In 2017, I decided to move house. I was very excited, going to ‘down size’, or ‘right size’ as they say these days. I knew that I wanted to move to Nottingham, found an area that I really liked and which had a lot of bungalows; I looked at properties, found numerous ones that I would be happy to live in, but there were no viewers for my own bungalow. After the 20 week commitment to one Estate Agent, I changed Estate Agents; there were a lot more viewings, and I got excited again, but no offers and by 31 December 2017 there had not been a single offer. The garden was too small (I was moving because the garden was much too big; what did they want, a farm?), it was too noisy (you can’t hear a thing), the kitchen cupboards were too pink (they are actually Cranberry). You see, I don’t want feedback; I just want to know if someone is going to buy it or not. I don’t want reassuring noises from Estate Agents; I want a buyer. All my friends said “It will be 2018” and they might actually be right; they say that moving house is one of the three most stressful things that you can do (and they are right). I am hopeful the 2018 tea towel will have a cheerier tale to tell on the House Moving Front.
This year has been a year of decluttering. I am good at decluttering; I have a system but I can’t do it quickly, it has to be done with thought and care. I didn’t intend to declutter the chickens, by feeding them to the fox, but I did lose five and haven’t replaced them (because I was moving). I now have a very elderly chicken, who has retired, and one left over from the ravages of the fox who has laid every day since I bought her, and every day since her mates were killed. I decided that I would dispose of all my books (or at least most of them) because I read on a Kindle and will never go back to holding a heavy and cumbersome, hardback book, trying not to drop it or lose my place. I sold some via the internet, gave some to friends, a few to Charity Shops and then discovered the secondhand bookshop at Blickling Hall where I donated 27 boxes, well over a 1000 books. It felt like such a relief; and with them gone I was in a much better position to move; after all, who needs a book on the Battles of Napoleon, 800 pages long? Decluttering extended to getting rid of what I described as ‘my work clothes’, clothes that I had only worn to work and, lets face it, I retired over two years ago. Several large pieces of furniture have gone, only kept because I have the space to keep it. Why does one keep old tins of paint, paint from a previous incarnation of decorating? But there are things that are better held by other generations of my family: the OBE medal, belonging to my mother, was given to Andrew. Mounted in a frame, it was quite heavy to carry to Florence but did arrive safely.

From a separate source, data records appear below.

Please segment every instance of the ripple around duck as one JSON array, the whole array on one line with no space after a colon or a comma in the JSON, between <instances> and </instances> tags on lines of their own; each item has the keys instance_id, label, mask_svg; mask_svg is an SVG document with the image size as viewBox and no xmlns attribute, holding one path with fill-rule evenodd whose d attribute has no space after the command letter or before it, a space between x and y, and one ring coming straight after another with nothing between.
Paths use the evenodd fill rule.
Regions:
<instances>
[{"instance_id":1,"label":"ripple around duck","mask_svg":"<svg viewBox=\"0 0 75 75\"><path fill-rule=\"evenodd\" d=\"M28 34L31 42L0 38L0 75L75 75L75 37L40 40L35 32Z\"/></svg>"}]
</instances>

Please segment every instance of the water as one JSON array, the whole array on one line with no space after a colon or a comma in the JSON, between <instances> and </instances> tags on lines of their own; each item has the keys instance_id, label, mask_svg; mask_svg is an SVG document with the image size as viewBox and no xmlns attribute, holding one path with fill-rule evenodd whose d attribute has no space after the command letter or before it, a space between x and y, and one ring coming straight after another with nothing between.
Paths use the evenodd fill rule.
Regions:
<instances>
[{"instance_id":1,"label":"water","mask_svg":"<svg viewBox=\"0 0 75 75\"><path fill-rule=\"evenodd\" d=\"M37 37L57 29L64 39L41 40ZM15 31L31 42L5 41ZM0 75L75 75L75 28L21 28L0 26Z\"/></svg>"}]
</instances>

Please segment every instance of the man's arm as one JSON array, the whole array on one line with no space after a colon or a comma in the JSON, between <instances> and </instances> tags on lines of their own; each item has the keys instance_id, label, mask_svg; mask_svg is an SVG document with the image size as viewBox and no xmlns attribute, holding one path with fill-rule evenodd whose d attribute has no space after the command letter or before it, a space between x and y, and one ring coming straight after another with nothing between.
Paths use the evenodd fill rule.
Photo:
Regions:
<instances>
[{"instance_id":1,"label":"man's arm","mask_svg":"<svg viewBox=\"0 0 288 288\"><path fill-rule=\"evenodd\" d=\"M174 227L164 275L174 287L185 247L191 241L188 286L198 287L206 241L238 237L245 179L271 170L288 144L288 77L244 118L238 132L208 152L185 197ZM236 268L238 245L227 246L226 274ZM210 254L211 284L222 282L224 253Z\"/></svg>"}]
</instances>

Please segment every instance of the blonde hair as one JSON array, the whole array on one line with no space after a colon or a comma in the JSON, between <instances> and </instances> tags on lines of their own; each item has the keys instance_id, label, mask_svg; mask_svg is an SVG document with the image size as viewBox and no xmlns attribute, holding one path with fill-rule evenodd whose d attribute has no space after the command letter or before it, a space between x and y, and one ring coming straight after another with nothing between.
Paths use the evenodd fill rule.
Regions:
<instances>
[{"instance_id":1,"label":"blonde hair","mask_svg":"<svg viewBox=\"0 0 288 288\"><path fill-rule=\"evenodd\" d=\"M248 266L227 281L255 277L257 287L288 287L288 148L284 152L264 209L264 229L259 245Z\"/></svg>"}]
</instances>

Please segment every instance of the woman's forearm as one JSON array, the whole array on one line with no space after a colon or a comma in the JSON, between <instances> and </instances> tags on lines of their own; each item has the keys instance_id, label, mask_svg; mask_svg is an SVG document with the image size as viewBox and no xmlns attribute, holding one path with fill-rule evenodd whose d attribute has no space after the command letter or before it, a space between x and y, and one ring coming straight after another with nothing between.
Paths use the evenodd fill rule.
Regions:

My second year of retirement has been great but one of the things that I have learnt is that, whatever I do, I work better if I have a ‘list’: whether it is setting up a Museum, going on holiday, decluttering, doing housework, I need a List. I used to do it at work, have a ‘Things To Do’ list but thought I could survive in retirement without one. Now I have a notebook where I keep my lists; it’s so satisfying being able to cross things off a list. This leads me to ‘The 49ers’. In the process of decluttering, I came across a small navy velvet pouch, with a corded drawstring. In it was 49 pennies, with numbers from 1 to 49 on them; what on earth was this? I knew I hadn’t done this and then I recognised the handwriting; it belonged to John. What did he do with this? After much pondering, I remembered that this was how he chose his 6 lottery numbers each week, by randomly pulling them out of the small pouch. It must have taken him ages to construct; I couldn’t throw them away but what use could they have? Liz came up with a great idea: make a list of 49 small things that we could do and each week pick a number and carry out the task. This has been great fun and there have been very few things that have not been achieved. The most significant not achieved was a trip to the OlympicMuseum in Lausanne; something to be done in 2018. We realised that for the 49ers to work effectively, the tasks had to be small and easy to complete in that week. ‘Take a bus trip’, ‘go to a National Trust property not previously visited’, ‘go out for Afternoon Tea with somebody’, ‘go on a Steam Railway’, ‘buy some Premium Bonds’, ‘make a jam’ or ‘do a jigsaw’ are some of the tasks completed. It has been nice to do things out of my Comfort Zone, or unexpected things. I love the ‘49ers’ and will use them again this year.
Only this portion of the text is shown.